Hugo y Elena pasaban las horas como podían, intercalando las horas de sueño con las del insomnio y la ansiedad, añadiendo intentos por abrir la ventana o buscando cómo usar a su favor la gatera que de vez en cuando se abría y dejaba entrar, bajo la puerta, un plato de gachas con los nutrientes justos para mantenerlos con vida un poco más.

El cuchillo raspaba el marco de la ventana con obstinación hasta volver a ser dejado en el suelo con un nuevo resoplido, el ruido de fricción con la madera volvía a ser sustituido con el silencio a la espera de que aquellas personas entraran y se llevaran a ambos o a uno de los dos y, entonces, sin perder tiempo, Elena volvía a ponerse manos a la obra o le pedía a Hugo que le contara una historia, porque no soportaba la idea de perderlo.

De repente, la puerta se abrió con estrépito y la prisión se inundó de luz cegadora. Elena, impulsada por la urgencia, se levantó de un salto, dispuesta a enfrentarse a lo que fuera. Antes de que pudiera procesar completamente la situación, algo fue arrojado a sus pies.

—¡Ricky!

La visión del niño, ensangrentado y semiinconsciente, golpeó con fuerza y desencadenó en Elena una oleada de impotencia e ira. La imagen de la mujer a la que Jovanka había torturado resurgió en su mente, pero antes de que pudiera reaccionar, unos brazos poderosos la aferraron con fuerza.

—¡Soltadla! —bramó Hugo, lanzándose en su ayuda. Otro hombre, igual de grande y eficiente, se encargaba de mantenerlo a raya.
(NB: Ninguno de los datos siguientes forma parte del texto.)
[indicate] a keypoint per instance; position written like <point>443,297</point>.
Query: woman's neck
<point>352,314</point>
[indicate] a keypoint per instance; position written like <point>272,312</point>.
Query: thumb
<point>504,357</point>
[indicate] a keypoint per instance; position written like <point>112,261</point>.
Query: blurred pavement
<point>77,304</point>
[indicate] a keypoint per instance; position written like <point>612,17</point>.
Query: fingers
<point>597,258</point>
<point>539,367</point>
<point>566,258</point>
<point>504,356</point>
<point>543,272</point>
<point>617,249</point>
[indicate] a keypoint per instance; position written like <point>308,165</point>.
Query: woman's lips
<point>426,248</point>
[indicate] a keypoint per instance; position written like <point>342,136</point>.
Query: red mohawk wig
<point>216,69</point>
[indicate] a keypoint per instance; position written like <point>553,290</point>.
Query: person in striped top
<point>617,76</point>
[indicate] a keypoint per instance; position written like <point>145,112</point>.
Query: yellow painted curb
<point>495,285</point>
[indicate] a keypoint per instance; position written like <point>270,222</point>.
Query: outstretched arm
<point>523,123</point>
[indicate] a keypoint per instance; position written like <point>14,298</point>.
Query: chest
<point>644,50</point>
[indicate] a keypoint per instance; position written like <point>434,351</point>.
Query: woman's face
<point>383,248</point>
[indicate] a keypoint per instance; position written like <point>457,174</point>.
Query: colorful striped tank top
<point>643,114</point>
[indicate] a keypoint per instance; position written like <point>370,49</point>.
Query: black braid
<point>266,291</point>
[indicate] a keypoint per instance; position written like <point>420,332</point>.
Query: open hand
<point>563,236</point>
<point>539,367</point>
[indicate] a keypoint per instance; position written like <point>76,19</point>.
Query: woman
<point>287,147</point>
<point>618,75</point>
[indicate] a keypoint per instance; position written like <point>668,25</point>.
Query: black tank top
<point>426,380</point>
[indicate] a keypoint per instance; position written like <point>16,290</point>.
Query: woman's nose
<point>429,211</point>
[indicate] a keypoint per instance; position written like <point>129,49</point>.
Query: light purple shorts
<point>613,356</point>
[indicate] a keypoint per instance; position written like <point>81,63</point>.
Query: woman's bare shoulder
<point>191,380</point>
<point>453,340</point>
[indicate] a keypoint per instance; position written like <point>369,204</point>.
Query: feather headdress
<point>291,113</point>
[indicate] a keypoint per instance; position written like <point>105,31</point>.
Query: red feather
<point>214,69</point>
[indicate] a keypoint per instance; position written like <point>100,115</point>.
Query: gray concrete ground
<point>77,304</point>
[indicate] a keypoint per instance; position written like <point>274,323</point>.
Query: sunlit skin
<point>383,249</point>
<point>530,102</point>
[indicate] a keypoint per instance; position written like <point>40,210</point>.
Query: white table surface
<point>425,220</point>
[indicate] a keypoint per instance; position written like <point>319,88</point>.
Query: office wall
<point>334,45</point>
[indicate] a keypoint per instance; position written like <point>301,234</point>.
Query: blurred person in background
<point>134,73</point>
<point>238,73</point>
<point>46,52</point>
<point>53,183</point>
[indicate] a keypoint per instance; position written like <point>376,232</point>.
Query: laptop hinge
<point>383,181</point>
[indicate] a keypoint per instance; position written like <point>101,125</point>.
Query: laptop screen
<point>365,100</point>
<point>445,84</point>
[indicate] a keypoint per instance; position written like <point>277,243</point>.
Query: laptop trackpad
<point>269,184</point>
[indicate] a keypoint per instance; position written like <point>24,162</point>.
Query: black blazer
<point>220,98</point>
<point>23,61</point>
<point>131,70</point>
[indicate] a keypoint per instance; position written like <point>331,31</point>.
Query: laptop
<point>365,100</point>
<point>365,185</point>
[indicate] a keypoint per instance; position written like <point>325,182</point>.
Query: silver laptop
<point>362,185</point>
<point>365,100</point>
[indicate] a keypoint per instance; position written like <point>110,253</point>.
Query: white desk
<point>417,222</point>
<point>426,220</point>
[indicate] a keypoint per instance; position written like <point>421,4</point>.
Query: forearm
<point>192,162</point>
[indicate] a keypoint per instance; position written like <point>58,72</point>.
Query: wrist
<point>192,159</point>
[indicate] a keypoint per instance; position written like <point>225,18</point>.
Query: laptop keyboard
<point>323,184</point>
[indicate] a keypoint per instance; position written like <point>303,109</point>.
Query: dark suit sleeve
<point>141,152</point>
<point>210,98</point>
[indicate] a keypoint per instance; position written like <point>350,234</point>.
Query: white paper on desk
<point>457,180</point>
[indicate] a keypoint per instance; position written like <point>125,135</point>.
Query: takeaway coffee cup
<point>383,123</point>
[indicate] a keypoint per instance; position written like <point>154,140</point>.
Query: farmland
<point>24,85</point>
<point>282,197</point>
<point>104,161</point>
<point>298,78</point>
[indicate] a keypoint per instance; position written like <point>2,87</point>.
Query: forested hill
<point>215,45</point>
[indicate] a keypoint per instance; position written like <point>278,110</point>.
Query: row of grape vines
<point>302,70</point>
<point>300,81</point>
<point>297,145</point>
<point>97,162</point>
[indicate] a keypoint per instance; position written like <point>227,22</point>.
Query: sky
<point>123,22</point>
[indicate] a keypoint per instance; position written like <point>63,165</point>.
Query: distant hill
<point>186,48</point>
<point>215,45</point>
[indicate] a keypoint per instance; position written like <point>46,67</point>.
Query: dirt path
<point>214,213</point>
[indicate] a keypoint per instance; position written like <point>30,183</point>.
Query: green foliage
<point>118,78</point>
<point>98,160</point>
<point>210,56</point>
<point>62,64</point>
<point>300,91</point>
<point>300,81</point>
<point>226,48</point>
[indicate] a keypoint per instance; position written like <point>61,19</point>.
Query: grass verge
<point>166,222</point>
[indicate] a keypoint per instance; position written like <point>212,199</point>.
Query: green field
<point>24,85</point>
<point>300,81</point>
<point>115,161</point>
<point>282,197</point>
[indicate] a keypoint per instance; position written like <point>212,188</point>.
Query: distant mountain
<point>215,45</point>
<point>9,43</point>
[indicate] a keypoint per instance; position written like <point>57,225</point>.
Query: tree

—¡No! ¡No le provoques! —gritó Elena, forcejeando contra las manos que la aprisionaban—. ¡Todo va a ir bien, Hugo, lo prometo!

La promesa resonó en la celda y bastó para que el chico dejara de luchar, pero la brutalidad de la situación lo dejó sin aliento. Tras la rendija de luz que se cerraba con la puerta, los ojos verdes de Hugo destilaban desesperación.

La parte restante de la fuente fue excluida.